Сначала я ничем не ободрялась, но потом взяла его за хвост и приподняла, а Марина говорила: “Вот молодец, молодец, клади его сюда на стол, вот так. Клади его сюда, только не на меня!” (Потому что Марина тоже очень боится червяков.) Я кладу его на стол и говорю: “Теперь Вы правда поверили, что я Вас люблю?” — “Да, теперь я это знаю. Аля, ведь это был не червяк, а внутренность от пайковой селедки. Это было испытание”. Я обиделась и говорю: “Марина, я Вам тоже скажу правду. Чтоб не взять червя, я готова была сказать, что я Вас ненавижу”».

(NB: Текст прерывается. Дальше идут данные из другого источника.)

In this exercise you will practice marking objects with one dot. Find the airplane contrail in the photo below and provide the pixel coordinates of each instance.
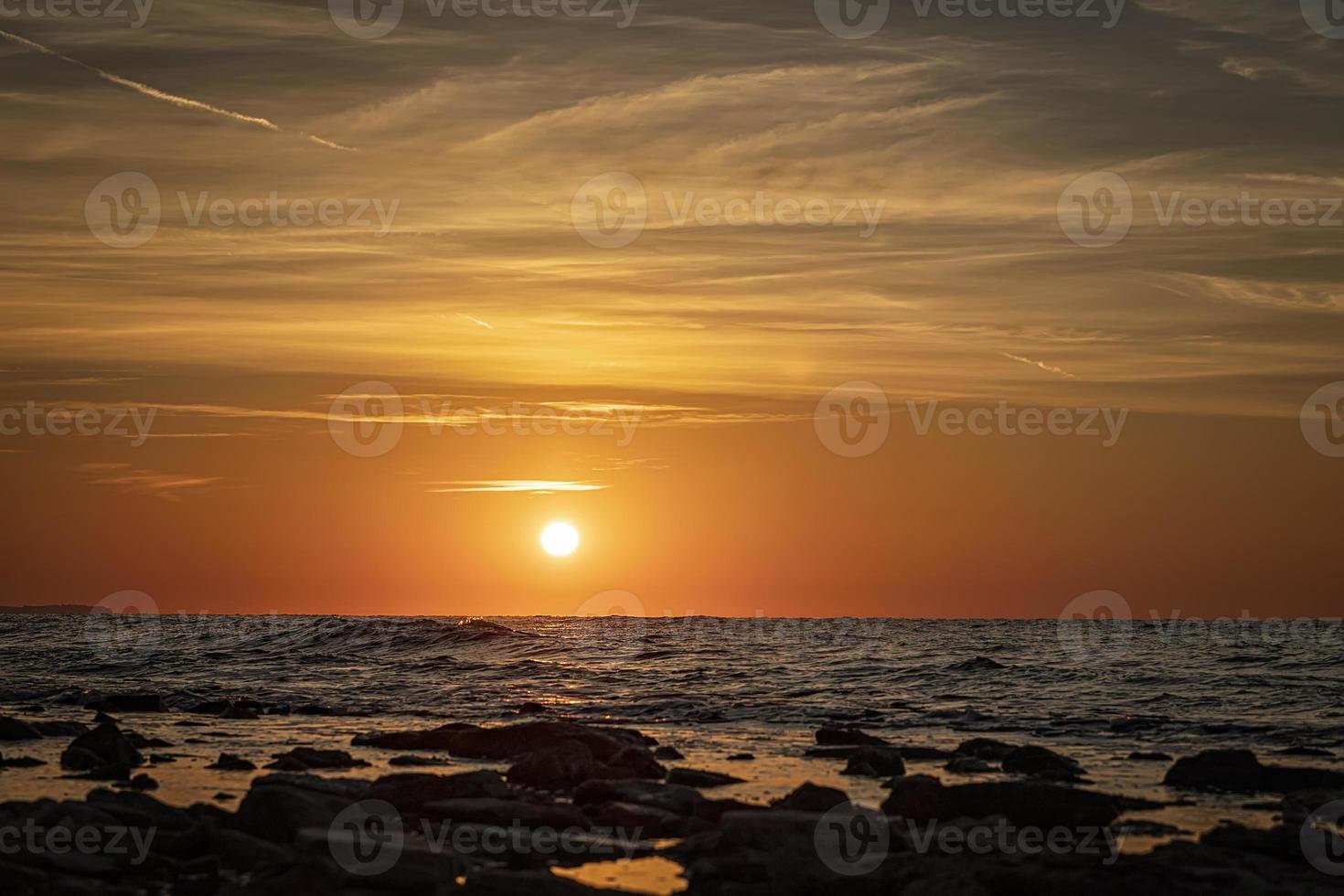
(154, 93)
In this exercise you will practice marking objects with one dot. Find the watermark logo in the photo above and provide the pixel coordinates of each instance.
(123, 209)
(852, 420)
(1095, 626)
(852, 840)
(1323, 420)
(133, 11)
(1095, 209)
(123, 623)
(1326, 17)
(366, 420)
(366, 838)
(852, 19)
(366, 19)
(611, 209)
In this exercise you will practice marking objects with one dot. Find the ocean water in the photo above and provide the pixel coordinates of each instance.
(1094, 690)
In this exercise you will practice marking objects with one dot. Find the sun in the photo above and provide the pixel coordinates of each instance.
(560, 539)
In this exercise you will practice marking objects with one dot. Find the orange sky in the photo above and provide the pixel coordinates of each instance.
(489, 294)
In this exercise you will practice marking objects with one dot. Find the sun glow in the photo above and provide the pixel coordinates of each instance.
(560, 539)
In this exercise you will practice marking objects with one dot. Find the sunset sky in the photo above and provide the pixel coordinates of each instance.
(486, 297)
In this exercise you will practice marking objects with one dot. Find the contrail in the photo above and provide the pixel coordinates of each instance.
(154, 93)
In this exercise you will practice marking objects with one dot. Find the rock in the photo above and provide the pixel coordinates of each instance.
(277, 806)
(16, 730)
(1040, 762)
(812, 798)
(409, 792)
(103, 746)
(305, 758)
(1240, 770)
(418, 761)
(875, 762)
(984, 749)
(560, 767)
(434, 739)
(978, 664)
(828, 736)
(229, 762)
(699, 778)
(923, 798)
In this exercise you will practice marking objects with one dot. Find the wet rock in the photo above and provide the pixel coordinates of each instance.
(277, 806)
(1040, 762)
(812, 798)
(923, 798)
(828, 736)
(103, 746)
(977, 664)
(433, 739)
(305, 758)
(986, 749)
(16, 730)
(875, 762)
(409, 790)
(1240, 770)
(699, 778)
(229, 762)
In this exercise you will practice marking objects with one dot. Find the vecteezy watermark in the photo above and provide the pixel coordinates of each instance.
(852, 840)
(612, 209)
(1097, 209)
(369, 837)
(37, 420)
(372, 19)
(368, 420)
(854, 19)
(1323, 838)
(123, 211)
(1326, 17)
(33, 838)
(136, 12)
(1004, 420)
(852, 420)
(1323, 420)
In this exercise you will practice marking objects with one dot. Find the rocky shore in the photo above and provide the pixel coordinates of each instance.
(568, 806)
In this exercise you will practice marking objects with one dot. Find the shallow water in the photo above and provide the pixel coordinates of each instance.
(709, 687)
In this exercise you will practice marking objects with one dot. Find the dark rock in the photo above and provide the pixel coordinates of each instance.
(812, 798)
(984, 749)
(875, 762)
(305, 758)
(229, 762)
(433, 739)
(16, 730)
(699, 778)
(1040, 762)
(923, 798)
(409, 792)
(1240, 770)
(978, 664)
(103, 746)
(828, 736)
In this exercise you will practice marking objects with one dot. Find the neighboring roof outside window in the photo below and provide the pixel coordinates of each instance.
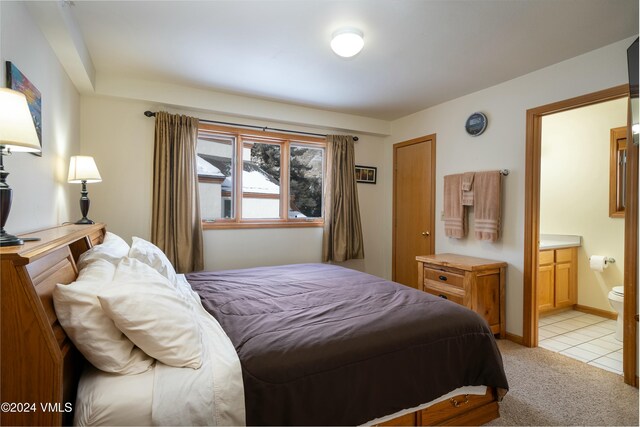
(254, 178)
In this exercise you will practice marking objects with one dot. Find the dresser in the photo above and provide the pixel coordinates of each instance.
(476, 283)
(40, 366)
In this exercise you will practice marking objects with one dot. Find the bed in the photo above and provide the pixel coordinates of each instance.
(341, 368)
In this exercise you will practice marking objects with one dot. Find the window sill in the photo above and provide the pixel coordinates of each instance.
(223, 225)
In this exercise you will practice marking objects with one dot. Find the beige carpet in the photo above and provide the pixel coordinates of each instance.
(547, 388)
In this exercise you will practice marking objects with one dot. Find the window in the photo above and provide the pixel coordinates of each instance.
(259, 179)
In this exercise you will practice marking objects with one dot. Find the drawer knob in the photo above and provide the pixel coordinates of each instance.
(456, 403)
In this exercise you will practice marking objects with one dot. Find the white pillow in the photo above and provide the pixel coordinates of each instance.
(112, 249)
(90, 329)
(150, 312)
(153, 256)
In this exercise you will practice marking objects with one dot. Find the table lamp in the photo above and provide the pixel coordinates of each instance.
(83, 169)
(17, 134)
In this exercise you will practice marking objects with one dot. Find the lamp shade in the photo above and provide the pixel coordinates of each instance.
(83, 168)
(17, 131)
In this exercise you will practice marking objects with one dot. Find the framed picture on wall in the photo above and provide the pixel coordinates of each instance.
(366, 174)
(18, 81)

На самом деле Аля обожает, почти боготворит мать. И Марина отвечает ей горячей взаимностью. Вдвоем они ходят по унылым, пустынным бульварам — это называется «продовольственные мытарства». Но случается и другое.
Этим летом они посещают и кинематограф. Сильнейшее впечатление производит на них американский фильм о Жанне д’Арк. Героиня внешне напоминает юную Марину: круглолицая, с ясными глазами и сложением мальчика, со смущенногордой повадкой. Цветаева записала, вернувшись домой: «Когда — в 1-й картине — Иоанна с знаменем в руке входила вслед за Королем в Реймский собор — и все знамена кланялись, я плакала. Когда зажгли свет, у меня все лицо было в слезах… Иоанна д’Арк — вот мой дом и мое дело в мире, “все остальное — ничто!”»

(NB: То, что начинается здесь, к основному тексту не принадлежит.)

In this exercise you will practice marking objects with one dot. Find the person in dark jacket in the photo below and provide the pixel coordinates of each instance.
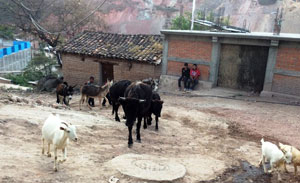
(185, 76)
(91, 101)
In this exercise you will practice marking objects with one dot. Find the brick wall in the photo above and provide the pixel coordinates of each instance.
(189, 49)
(174, 69)
(288, 59)
(197, 50)
(138, 71)
(76, 71)
(286, 84)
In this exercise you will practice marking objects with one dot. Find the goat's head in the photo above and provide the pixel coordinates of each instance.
(70, 130)
(287, 152)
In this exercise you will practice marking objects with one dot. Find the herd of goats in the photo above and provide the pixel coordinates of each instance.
(139, 101)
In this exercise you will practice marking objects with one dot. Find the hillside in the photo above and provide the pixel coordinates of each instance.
(150, 16)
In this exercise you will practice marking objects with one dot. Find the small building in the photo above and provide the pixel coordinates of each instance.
(259, 62)
(111, 56)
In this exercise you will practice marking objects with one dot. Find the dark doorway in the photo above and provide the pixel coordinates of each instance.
(243, 67)
(107, 72)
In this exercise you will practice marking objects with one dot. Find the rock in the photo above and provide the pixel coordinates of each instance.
(18, 99)
(148, 167)
(25, 101)
(38, 101)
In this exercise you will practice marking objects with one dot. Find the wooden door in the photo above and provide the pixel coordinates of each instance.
(107, 72)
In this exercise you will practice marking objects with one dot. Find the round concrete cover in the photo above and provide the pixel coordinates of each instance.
(148, 167)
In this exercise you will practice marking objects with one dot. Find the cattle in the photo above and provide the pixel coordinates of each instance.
(116, 91)
(64, 93)
(93, 91)
(156, 107)
(136, 103)
(57, 132)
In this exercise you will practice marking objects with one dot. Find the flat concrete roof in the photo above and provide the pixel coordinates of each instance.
(252, 35)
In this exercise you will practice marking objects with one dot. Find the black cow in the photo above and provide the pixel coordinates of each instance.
(156, 107)
(136, 103)
(116, 91)
(62, 91)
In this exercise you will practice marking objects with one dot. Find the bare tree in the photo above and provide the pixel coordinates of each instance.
(52, 21)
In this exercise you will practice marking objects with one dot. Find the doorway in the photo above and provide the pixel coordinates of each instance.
(243, 67)
(107, 72)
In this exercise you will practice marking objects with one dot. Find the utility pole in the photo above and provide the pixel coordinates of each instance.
(193, 14)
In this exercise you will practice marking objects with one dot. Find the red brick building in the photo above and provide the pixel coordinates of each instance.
(111, 56)
(260, 62)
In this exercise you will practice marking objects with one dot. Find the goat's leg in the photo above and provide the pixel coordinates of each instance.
(272, 167)
(43, 149)
(145, 122)
(105, 98)
(48, 152)
(87, 102)
(57, 98)
(130, 141)
(263, 163)
(156, 125)
(138, 127)
(64, 151)
(100, 102)
(55, 159)
(113, 108)
(81, 101)
(284, 166)
(116, 112)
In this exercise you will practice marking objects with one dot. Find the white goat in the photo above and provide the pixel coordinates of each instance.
(57, 132)
(271, 153)
(295, 155)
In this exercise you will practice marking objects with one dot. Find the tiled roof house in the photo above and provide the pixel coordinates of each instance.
(111, 56)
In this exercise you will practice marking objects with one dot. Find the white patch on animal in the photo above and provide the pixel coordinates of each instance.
(272, 154)
(57, 132)
(286, 149)
(138, 82)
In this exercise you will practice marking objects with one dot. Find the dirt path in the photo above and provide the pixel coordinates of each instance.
(211, 137)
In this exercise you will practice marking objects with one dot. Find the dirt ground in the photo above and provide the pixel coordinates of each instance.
(216, 139)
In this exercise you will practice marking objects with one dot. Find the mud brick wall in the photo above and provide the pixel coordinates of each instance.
(77, 71)
(288, 60)
(136, 71)
(190, 50)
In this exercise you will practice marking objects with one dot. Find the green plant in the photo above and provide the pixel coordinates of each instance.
(6, 32)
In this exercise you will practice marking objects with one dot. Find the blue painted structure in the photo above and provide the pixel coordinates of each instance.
(17, 46)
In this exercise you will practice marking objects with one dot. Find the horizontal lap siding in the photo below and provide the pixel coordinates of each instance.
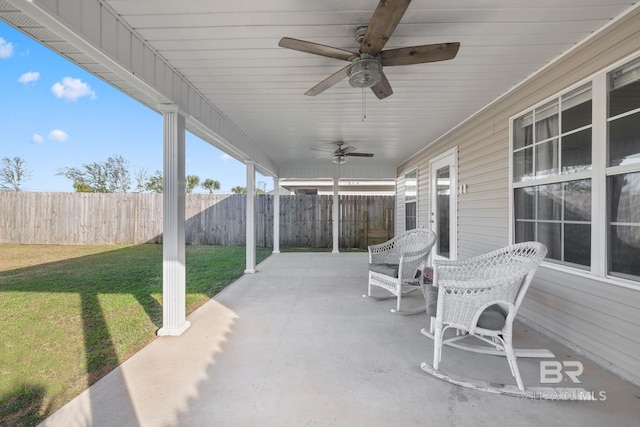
(600, 317)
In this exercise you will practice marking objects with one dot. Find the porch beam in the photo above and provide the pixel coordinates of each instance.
(251, 217)
(173, 223)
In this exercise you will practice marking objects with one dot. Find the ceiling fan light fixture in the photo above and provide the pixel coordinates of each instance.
(365, 71)
(339, 159)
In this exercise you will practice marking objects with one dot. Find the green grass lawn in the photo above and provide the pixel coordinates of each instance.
(71, 314)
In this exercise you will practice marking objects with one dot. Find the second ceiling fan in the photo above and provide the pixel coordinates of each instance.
(365, 68)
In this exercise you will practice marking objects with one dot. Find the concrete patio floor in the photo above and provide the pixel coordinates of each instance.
(296, 344)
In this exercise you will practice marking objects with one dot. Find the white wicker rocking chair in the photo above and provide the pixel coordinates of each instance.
(397, 264)
(480, 297)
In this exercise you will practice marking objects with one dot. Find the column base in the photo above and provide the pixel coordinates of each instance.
(173, 332)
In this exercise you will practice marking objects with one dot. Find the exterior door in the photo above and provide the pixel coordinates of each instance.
(443, 189)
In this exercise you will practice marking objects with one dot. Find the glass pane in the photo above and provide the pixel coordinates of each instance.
(576, 152)
(523, 131)
(624, 140)
(624, 198)
(550, 202)
(577, 200)
(577, 243)
(547, 123)
(547, 158)
(443, 191)
(525, 203)
(410, 216)
(624, 241)
(522, 164)
(525, 231)
(624, 98)
(549, 234)
(576, 109)
(411, 186)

Еще в апреле 1918-го она написала цикл «Андрей Шенье» — с этой строфой:
Андрей Шенье взошел на эшафот.
А я живу — и это страшный грех.
Есть времена — желанные для всех.
И не певец, кто в порохе поет…
Июльским днем того же года мать с дочерью стояли на какой-то площади под моросящим дождем, когда вдруг услышали петушиный крик мальчишки-газетчика:
— Расстрел Николая Романова! Расстрел Николая Романова! Николай Романов расстрелян рабочим Белобородовым!
«Смотрю на людей… тоже (то же!) слышащих, — записывает Марина вечером в дневнике. — Рабочие, рваная интеллигенция, солдаты, женщины с детьми. Ничего. Хоть бы кто! Хоть бы что! Покупают газету, проглядывают мельком, снова отводят глаза — куда? Да так, в пустоту. А может, трамвай выколдовывают.

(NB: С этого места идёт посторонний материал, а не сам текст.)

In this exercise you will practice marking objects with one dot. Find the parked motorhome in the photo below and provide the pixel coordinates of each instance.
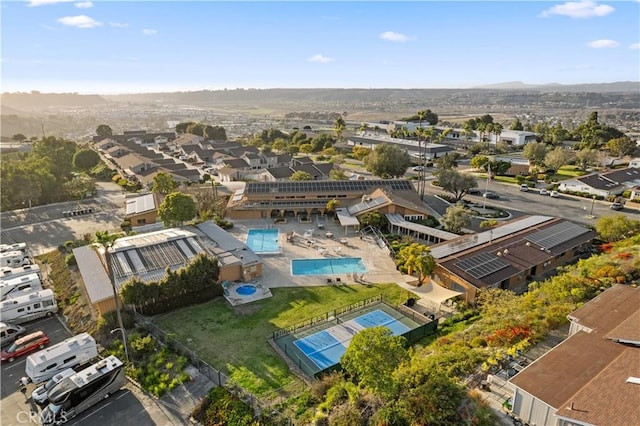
(22, 247)
(13, 259)
(19, 286)
(7, 273)
(39, 394)
(77, 393)
(74, 351)
(28, 307)
(10, 332)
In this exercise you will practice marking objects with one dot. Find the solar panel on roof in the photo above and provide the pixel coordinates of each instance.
(557, 234)
(481, 265)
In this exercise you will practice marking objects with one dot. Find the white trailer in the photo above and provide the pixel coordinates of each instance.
(28, 307)
(70, 353)
(83, 390)
(13, 259)
(22, 247)
(7, 273)
(19, 286)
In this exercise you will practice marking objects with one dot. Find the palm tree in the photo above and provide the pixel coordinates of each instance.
(338, 126)
(105, 240)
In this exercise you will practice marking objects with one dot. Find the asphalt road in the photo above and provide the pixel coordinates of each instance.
(128, 406)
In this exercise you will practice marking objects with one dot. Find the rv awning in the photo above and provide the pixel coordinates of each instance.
(346, 219)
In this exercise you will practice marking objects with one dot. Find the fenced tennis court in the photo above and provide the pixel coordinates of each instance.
(317, 347)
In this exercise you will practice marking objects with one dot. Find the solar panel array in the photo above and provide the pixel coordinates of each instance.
(319, 186)
(365, 205)
(557, 234)
(482, 264)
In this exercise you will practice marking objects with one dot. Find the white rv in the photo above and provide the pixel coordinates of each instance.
(19, 286)
(22, 247)
(28, 307)
(13, 259)
(75, 351)
(7, 273)
(77, 393)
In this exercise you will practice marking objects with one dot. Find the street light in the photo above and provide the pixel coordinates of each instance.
(124, 341)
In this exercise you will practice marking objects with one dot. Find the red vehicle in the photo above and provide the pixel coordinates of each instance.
(24, 345)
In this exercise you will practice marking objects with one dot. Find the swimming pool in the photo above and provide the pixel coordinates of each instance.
(263, 240)
(342, 265)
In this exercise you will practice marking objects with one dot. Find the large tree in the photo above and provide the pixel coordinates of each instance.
(104, 130)
(535, 152)
(163, 183)
(455, 182)
(556, 159)
(176, 209)
(372, 356)
(586, 157)
(387, 160)
(417, 258)
(621, 146)
(456, 218)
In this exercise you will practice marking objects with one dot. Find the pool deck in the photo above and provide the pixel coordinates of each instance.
(277, 267)
(230, 294)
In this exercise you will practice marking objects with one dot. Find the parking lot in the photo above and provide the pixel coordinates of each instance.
(128, 406)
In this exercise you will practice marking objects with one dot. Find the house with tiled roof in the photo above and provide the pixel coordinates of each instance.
(604, 184)
(593, 376)
(508, 256)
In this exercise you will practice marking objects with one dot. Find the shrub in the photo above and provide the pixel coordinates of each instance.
(70, 260)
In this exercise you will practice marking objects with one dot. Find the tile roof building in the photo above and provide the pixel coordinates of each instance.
(593, 377)
(508, 256)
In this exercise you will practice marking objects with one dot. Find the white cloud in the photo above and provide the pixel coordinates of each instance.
(34, 3)
(320, 58)
(80, 21)
(393, 36)
(603, 44)
(579, 9)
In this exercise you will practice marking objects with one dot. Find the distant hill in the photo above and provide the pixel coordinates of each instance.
(620, 86)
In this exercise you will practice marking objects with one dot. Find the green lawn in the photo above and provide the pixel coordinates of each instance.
(234, 340)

Тогда я Але, сдавленным, ровным и громким голосом (кто таким говорил — знает): “Аля, убили русского царя, Николая II. Помолись за упокой его души!”
И Алин тщательный, с глубоким поклоном, троекратный крест. (Сопутствующая мысль: “Жаль, что не мальчик. Сняла бы шляпу”.)»
Отметим это «помолись!». Молитвы давно уже в неукоснительном обиходе цветаевского дома. Ежевечерне Марина и Аля молятся о здравии ближних и дальних; бывают в церкви, ставят свечи «перед оскорбленным Богом», как называет это Цветаева, чтут праздники церковного календаря… Одна из Алиных молитв зафиксирована в записной книжке Марины: «Спаси, Господи, и помилуй: Марину, Сережу, Ирину, Любу, Асю, Андрюшу, офицеров и не офицеров, русских и не русских, французских и не французских, раненых и не раненых, здоровых и нездоровых, — всех знакомых и незнакомых».
В конце лета — 30 августа — стук в дверь цветаевской квартиры… За дверью стоял незнакомый человек в папахе, с лицом, потемневшим от южного загара.
— Вы — Марина Ивановна Цветаева?
— Я.
— Ленин убит!
— О!!
— Я к вам с Дону…
Так наконец дошла до Марины весть о том, что муж ее жив. Остался в живых и вождь пролетарской революции — в тот день, когда Фанни Каплан стреляла в него на заводском митинге.
В ответ на это покушение советская республика объявила красный террор.